TEL AVIV, March 28, 2015 (WAFA) – Israel has decided Friday to release hundreds of millions of dollars in Palestinian tax revenues it has withheld since last January following the Palestinian Authority’s accession to the International Criminal Court .
Israeli Prime Minister Benjamin Netanyahu’s Office announced: “Tax revenues that have been accumulated through February will be transferred, after payments for services to the Palestinian population have been deducted, including electricity, water and hospital bills.”
Israel said that the decision was based on “humanitarian concerns and an overall consideration of Israel’s interest at this time.”
The Israeli government decided to withhold around $375 million in tax revenues it collects on behalf of the Palestinian Authority on imports and exports over the last three months in reprisal for the PA’s accession to the International Criminal Court (ICC) to try Israel for war crimes.
PA formally applied to join the ICC on January 2nd following the United Nations Security Council’s failure to pass a Palestinian draft resolution setting a deadline for ending the Israeli occupation and establishment of the Palestinian state.
Meanwhile, Palestinian Government Spokesperson Ihab Bseiso reportedly said: “Until now we haven’t received any money, nor have we officially been informed of anything.”
In the meantime, the Palestinian Finance Ministry stated that the deductions made by Israel to cover services provided to the Palestinians haven’t been ‘agreed upon’ and constitute ‘an unjustified and illegal procedure that could cause complications’.
The ministry affirmed that transferring the tax revenues is not a favor done by the Israeli government and that the Palestinian government rejects any unilateral deductions outside the relevant calculation mechanism.
It viewed the deductions, which were not made in a transparent and fair manner, to constitute a continuation of the Israeli policy of reprisals against the Palestinian people and called on the international community to pressurize Israel into releasing the total sum of the withheld tax revenues.
Meanwhile, several countries and officials have reportedly swiftly made remarks welcoming Israel’s decision and viewing it as a constructive step toward re-invigorating peace talks.
US State Department Spokesperson Jeff Rathki said: “We welcome the decision of the prime minister of Israel to release withheld tax revenues to the Palestinian Authority.

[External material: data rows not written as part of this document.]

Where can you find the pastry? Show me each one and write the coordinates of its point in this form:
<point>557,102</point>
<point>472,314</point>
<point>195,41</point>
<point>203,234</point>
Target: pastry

This is an important step that will benefit the Palestinian people and help stabilize the situation in the West Bank.”
Rathki expressed his country’s hope that “both sides will be able to build on this and work together to lower tensions and find a constructive path forward.”
EU High Representative and Vice President Federica Mogherini also welcomed Israel’s decision and said “The EU has been pressing for this step, without which the Palestinian institutions’ capacity to govern risked being fatally undermined.”
She added that this step “will ensure vital relief for thousands of Palestinian Authority’s workers and their families.”
Quartet Envoy Tony Blair also welcomed Israel’s decision and reportedly said: “It is absolutely the right decision both for the improvement of the conditions of Palestinians on the ground and for Israel.”
Blair expressed his hopes that “this will be the first of many steps, on both sides, that will mean we can work with renewed vigor to create the conditions for proper negotiations as we progress towards a two-state solution,” he said.
The Israeli government’s move to freeze the transfer of Palestinian tax revenues has been widely denounced as an illegal and retaliatory move that would only serve to escalate tensions and prevent the Palestinian institutions from effectively functioning.
Israel has frequently resorted to halting the transfer of Palestinian tax revenues and exploited it as a political instrument intended to punish the Palestinians for their political choices and attempts to secure the establishment of their state through international diplomatic means.
As a result of the Israeli measure, the PA has been incapacitated from fully paying approximately 170,000 public servants on its payroll, which costs between $160 and $170 million a month.
Under the Protocol on Economic Relations signed in 1994, Israel transfers $127 (175) to the PA each month in customs duties levied on goods destined for Palestinian markets that transit through international borders.
Acting to address the financial crisis it is gripped with, the PA has borrowed from local banks to partially pay 60% of the public servants’ January and February wages.